Peter M. Rojcewicz, PhD is a retired higher education administrator and professor, noetic learning theorist, folklorist, and poet, as well as an executive leadership consultant. He has researched international stories, beliefs, and manifestations of the mythic imagination. Trained in folklore and folk life, English and American literature, and depth psychology, he is an authority on archetypal images and symbols. He taught the liberal arts and humanities, fairy tales, myths, comparative religions, and folk belief systems at several universities, as well as at the C.G. Jung Foundation for Analytical Psychology, New York.
Peter is former Provost , Vice President of Academic Affairs, and Accreditation Liaison Officer at Pacifica Graduate Institute, Santa Barbara, CA. He served as Chief Academic Officer and Tenured Professor of Liberal Arts at University of the West, Vice President of Academic Affairs and Dean of Faculty at Antioch University Seattle, and Dean of the School of Holistic Studies, John F. Kennedy University, as well as Professor and Chair of the Department of Liberal Arts at The Juilliard School. He received his doctoral degree in Folklore & Folk Life from the University of Pennsylvania, where he earned the Dean’s Award for Distinguished Teaching.

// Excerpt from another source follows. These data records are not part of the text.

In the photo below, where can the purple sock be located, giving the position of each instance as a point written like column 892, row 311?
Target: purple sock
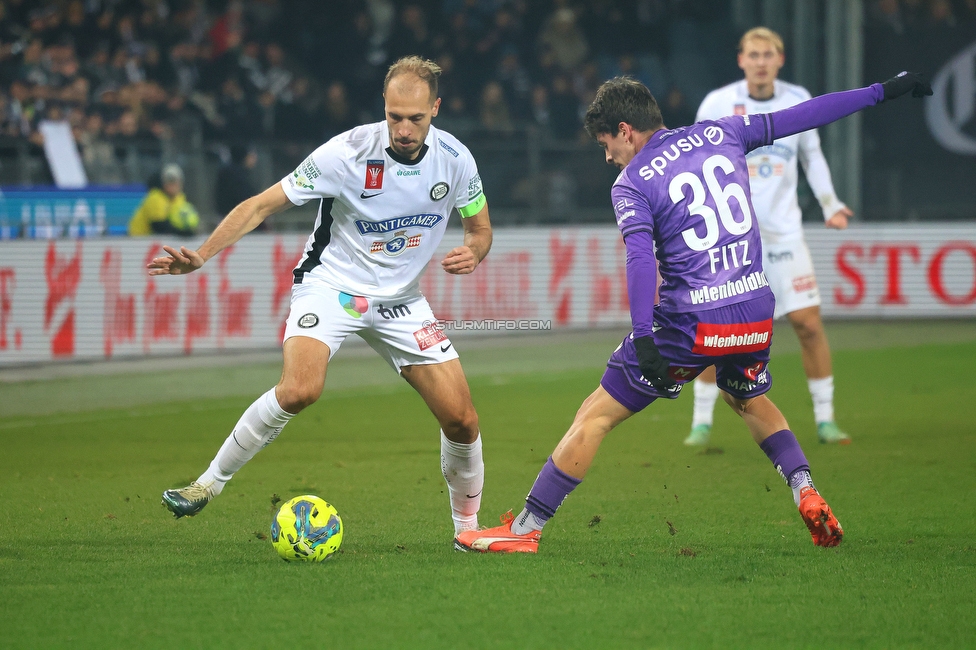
column 784, row 452
column 550, row 488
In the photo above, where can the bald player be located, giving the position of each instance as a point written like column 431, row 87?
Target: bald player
column 385, row 193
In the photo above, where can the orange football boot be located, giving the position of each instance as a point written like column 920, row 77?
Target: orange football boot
column 499, row 539
column 824, row 527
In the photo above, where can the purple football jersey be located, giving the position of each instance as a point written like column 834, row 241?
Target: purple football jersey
column 689, row 187
column 684, row 199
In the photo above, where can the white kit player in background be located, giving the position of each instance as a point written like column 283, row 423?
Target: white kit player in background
column 385, row 193
column 787, row 263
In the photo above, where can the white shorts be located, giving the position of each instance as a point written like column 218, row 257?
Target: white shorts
column 403, row 331
column 789, row 269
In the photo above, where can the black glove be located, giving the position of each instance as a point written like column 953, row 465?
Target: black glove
column 904, row 82
column 652, row 364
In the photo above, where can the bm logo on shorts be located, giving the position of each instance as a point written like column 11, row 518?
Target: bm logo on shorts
column 397, row 245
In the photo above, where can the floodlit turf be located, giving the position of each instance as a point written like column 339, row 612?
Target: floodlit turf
column 661, row 546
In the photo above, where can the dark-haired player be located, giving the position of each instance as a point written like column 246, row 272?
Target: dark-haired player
column 683, row 198
column 772, row 187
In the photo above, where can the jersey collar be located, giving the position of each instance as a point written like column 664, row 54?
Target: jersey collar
column 406, row 161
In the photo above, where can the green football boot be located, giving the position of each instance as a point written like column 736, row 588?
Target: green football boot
column 699, row 435
column 187, row 501
column 827, row 432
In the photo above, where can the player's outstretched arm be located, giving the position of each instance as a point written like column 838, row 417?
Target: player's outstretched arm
column 831, row 107
column 477, row 242
column 241, row 220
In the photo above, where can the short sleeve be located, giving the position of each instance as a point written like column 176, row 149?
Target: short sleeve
column 319, row 176
column 631, row 209
column 470, row 197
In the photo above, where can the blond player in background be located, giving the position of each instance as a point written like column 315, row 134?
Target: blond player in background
column 773, row 182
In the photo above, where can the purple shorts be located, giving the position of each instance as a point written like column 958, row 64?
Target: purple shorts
column 735, row 339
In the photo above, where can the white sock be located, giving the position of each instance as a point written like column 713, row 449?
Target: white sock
column 822, row 392
column 705, row 395
column 463, row 467
column 526, row 522
column 258, row 427
column 799, row 480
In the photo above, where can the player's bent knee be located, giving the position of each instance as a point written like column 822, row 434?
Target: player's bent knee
column 461, row 425
column 296, row 397
column 738, row 404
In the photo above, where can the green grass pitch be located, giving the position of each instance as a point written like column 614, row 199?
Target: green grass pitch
column 661, row 546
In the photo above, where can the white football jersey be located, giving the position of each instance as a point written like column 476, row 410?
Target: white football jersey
column 772, row 169
column 380, row 216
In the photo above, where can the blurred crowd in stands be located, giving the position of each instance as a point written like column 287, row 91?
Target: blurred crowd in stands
column 307, row 69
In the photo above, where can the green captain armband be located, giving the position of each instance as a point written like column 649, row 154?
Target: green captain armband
column 474, row 207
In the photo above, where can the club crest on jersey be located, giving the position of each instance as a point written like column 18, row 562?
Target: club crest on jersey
column 395, row 246
column 374, row 175
column 439, row 191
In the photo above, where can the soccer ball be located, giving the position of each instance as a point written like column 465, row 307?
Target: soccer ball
column 306, row 529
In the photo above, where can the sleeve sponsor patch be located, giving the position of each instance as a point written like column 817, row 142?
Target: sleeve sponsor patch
column 474, row 187
column 304, row 174
column 448, row 148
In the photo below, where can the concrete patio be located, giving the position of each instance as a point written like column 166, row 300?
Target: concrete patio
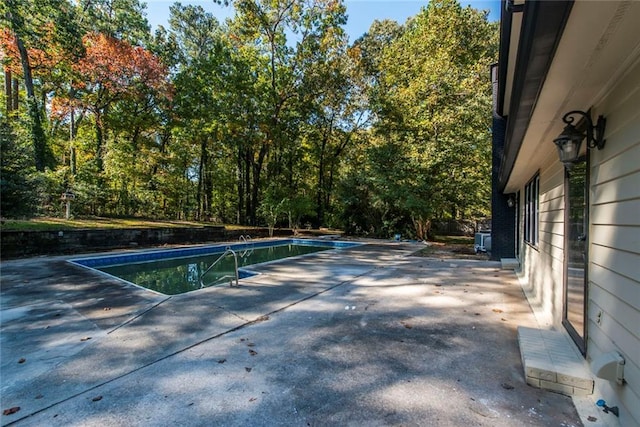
column 364, row 336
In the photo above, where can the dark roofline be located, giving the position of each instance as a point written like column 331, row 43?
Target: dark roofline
column 542, row 25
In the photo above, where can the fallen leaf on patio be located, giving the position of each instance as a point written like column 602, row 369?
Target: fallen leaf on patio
column 11, row 410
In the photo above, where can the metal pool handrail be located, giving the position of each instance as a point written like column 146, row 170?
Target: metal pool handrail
column 228, row 250
column 246, row 239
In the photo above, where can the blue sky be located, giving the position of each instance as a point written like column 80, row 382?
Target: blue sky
column 361, row 12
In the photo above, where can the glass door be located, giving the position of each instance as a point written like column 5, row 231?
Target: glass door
column 576, row 253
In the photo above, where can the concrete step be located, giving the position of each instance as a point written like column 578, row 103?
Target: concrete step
column 510, row 263
column 552, row 362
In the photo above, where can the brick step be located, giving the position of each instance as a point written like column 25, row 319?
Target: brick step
column 552, row 362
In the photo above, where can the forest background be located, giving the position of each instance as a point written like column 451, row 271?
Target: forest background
column 270, row 117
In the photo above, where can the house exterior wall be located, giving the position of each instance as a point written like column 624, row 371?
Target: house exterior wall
column 614, row 251
column 613, row 319
column 541, row 271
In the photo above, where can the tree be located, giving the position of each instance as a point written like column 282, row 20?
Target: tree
column 432, row 101
column 35, row 38
column 113, row 70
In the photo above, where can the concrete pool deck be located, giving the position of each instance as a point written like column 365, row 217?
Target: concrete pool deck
column 368, row 335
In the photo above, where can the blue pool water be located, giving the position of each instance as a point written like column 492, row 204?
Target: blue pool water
column 177, row 271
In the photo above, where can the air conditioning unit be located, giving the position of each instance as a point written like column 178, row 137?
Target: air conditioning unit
column 482, row 242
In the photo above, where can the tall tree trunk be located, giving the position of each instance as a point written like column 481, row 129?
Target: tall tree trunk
column 247, row 184
column 240, row 183
column 37, row 131
column 99, row 142
column 16, row 93
column 255, row 191
column 72, row 148
column 8, row 90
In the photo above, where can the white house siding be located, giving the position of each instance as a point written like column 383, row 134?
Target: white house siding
column 614, row 252
column 542, row 266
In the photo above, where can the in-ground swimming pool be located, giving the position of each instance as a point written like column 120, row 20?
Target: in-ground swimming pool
column 177, row 271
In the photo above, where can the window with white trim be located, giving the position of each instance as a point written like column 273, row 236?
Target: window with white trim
column 531, row 210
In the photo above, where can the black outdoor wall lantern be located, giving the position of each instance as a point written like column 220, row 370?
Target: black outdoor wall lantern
column 570, row 140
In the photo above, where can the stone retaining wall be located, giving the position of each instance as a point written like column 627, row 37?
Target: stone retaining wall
column 17, row 244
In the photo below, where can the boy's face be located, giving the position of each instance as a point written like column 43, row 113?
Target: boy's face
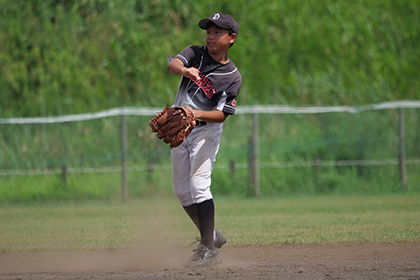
column 218, row 39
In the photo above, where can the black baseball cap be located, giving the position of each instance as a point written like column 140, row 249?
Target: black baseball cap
column 222, row 20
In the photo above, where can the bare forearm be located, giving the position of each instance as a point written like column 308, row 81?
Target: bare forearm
column 176, row 67
column 211, row 116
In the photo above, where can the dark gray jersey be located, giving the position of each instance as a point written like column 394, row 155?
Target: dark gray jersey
column 218, row 87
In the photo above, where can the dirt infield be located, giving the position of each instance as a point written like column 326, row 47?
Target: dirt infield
column 355, row 261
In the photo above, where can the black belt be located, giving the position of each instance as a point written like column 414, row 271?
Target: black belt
column 200, row 123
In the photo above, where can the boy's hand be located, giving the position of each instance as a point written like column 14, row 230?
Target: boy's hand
column 191, row 73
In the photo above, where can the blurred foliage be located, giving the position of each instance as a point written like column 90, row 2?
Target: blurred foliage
column 73, row 56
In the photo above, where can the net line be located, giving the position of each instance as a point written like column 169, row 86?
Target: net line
column 162, row 167
column 253, row 109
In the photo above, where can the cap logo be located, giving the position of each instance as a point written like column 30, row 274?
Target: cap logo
column 216, row 16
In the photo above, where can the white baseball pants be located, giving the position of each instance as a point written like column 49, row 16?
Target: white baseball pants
column 192, row 164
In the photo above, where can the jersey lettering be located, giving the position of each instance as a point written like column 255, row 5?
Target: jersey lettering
column 205, row 84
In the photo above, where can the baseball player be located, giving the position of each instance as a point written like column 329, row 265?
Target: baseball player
column 210, row 85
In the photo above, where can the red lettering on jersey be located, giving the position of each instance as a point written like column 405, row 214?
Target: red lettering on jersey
column 205, row 84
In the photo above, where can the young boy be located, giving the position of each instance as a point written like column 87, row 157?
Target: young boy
column 210, row 85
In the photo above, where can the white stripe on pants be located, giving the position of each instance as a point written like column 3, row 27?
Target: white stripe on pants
column 192, row 164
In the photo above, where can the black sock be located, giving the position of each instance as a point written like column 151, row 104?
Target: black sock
column 192, row 213
column 205, row 218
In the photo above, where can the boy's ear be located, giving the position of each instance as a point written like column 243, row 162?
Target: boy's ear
column 232, row 38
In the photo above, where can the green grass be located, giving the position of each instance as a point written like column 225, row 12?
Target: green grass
column 162, row 222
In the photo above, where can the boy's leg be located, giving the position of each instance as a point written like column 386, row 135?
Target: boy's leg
column 205, row 215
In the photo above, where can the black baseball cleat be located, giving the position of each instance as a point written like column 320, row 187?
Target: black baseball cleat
column 204, row 257
column 220, row 239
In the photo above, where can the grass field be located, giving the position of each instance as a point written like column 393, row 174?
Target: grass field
column 162, row 222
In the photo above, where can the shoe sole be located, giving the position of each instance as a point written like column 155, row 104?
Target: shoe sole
column 220, row 240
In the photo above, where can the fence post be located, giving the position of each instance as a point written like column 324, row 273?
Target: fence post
column 124, row 157
column 253, row 168
column 402, row 155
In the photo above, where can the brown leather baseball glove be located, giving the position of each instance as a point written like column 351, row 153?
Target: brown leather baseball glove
column 173, row 125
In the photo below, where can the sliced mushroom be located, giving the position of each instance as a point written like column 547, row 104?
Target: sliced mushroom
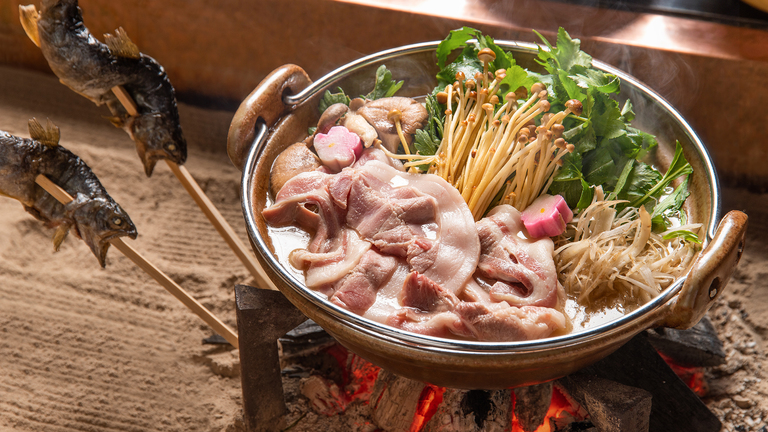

His published articles on folk and popular beliefs and related anomalous cognitive experiences are based on field study and interviews with experiencers of high strangeness and the deep weird. His folklore scholarship on the enigmatic Men in Black phenomenon and extraordinary encounters with non-human entities is highly sighted in the humanistic-social science literature. He was invited to Dharamsala, India by the Fourteenth Dalai Lama to present his research on noetic folk wisdom .
A frequent speaker on arts education, Peter has lectured on poetic extra-rational knowing and noetic literacy at the Royal Society of Arts, London, Cornish College of the Arts, Seattle, and The Juilliard School, New York. He conducted teacher-training classes at the Nashville Center for the Arts. A recipient of the Worcester Poetry Prize and the Allen Ginsberg Prize: Honorable Mention, his poetry has appeared in literary journals and magazines, including Knock, Rattapallax, Tendril, Worcester Review, Paterson Literary Review, The Penn Review, and Gargoyle.